After updating the yarn.application.classpath on your SQL Server machine, restart all of the services.


For more information on MSDN for PolyBase for YARN, see MSDN - PolyBase for Yarn

2 comments:

Dennes said...


I tried to do this configuration with HDInsight, but there wasn't a class path property inside the file in name node.

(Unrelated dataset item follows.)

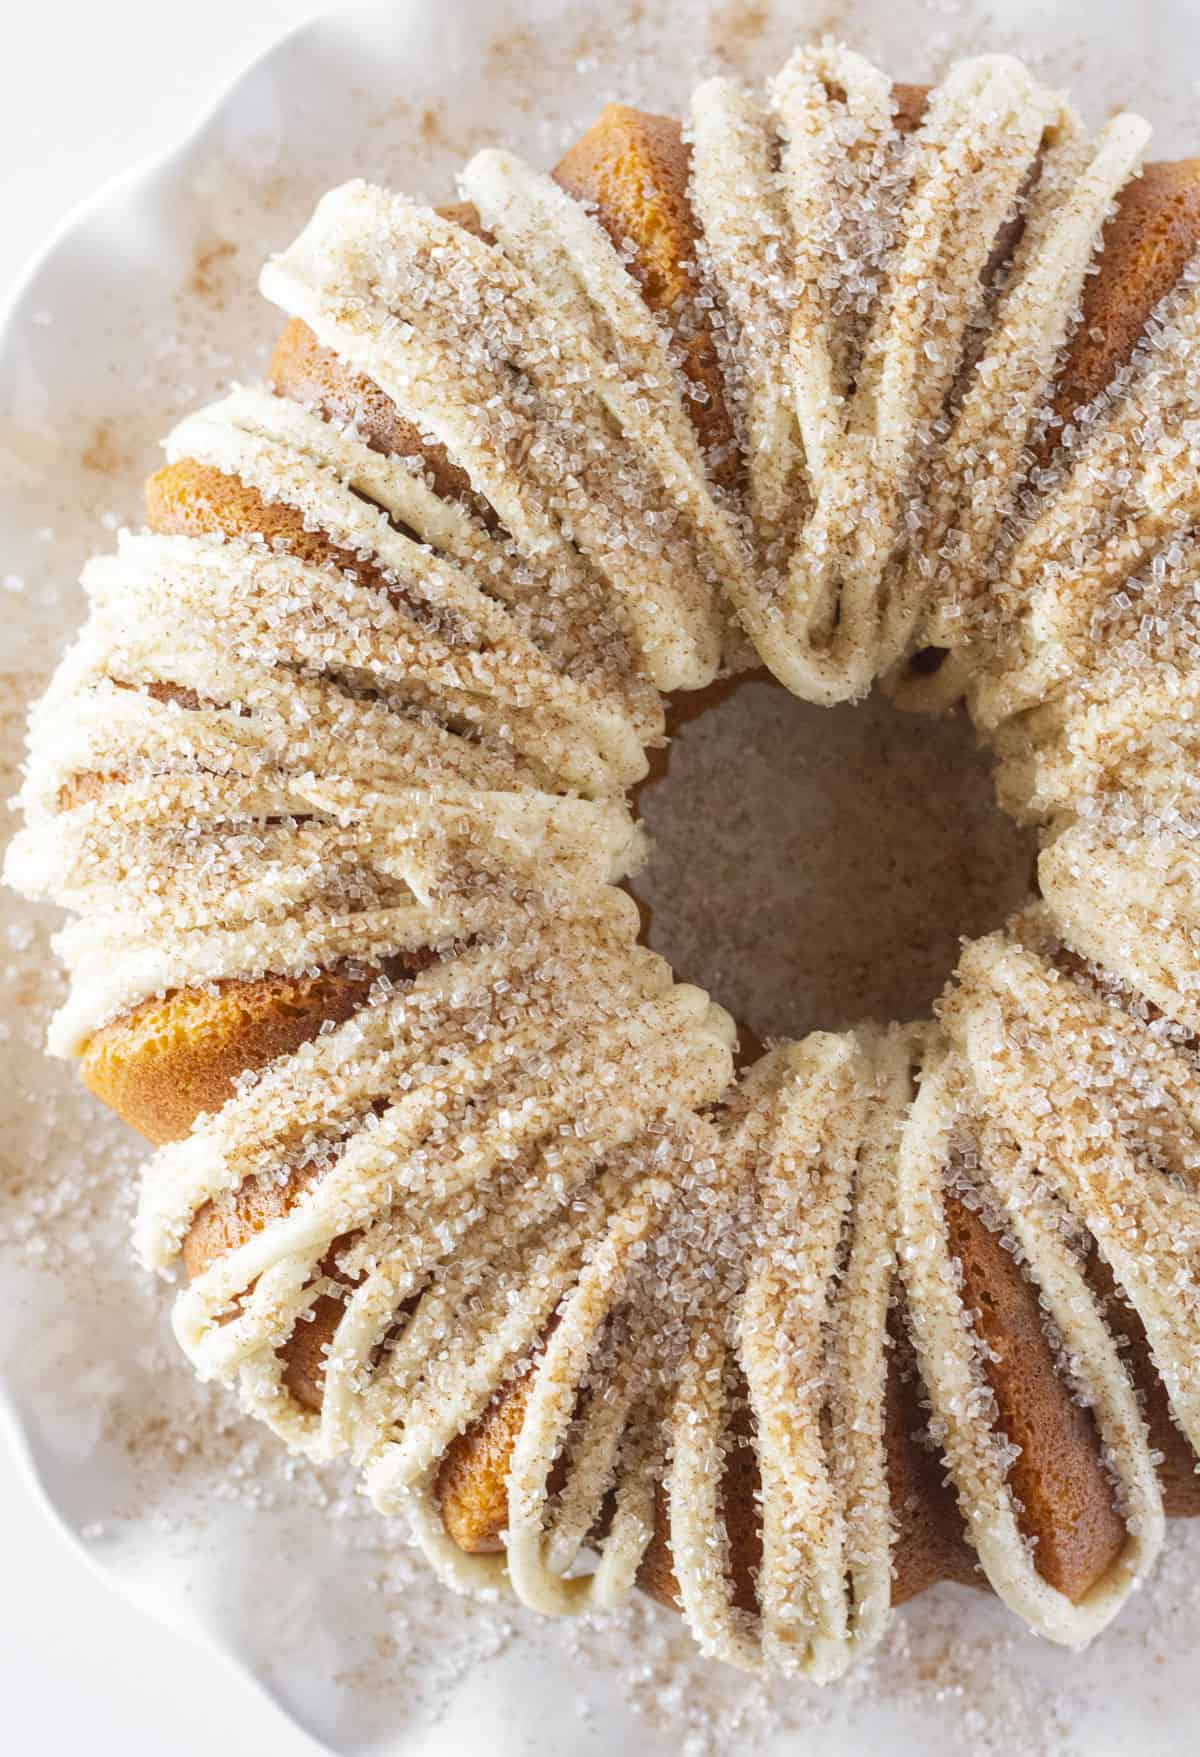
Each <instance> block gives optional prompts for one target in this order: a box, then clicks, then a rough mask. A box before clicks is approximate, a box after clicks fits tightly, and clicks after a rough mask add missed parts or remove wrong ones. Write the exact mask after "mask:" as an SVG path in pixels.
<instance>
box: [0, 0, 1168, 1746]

Do you have information about how to do this with hdinsight ?

Thank you !

Andrew Peterson said...

It could be that the configuration settings are not correct. The HDInsight versions do not directly match the Hortonworks versions that are listed for selection.
This site might help if that is the problem:
https://azure.microsoft.com/en-us/documentation/articles/hdinsight-component-versioning/

It could be that if you have an earlier version of HDInsight, it is not YARN based. Just a thought. I'm hoping to get to HDInsight in the next few weeks.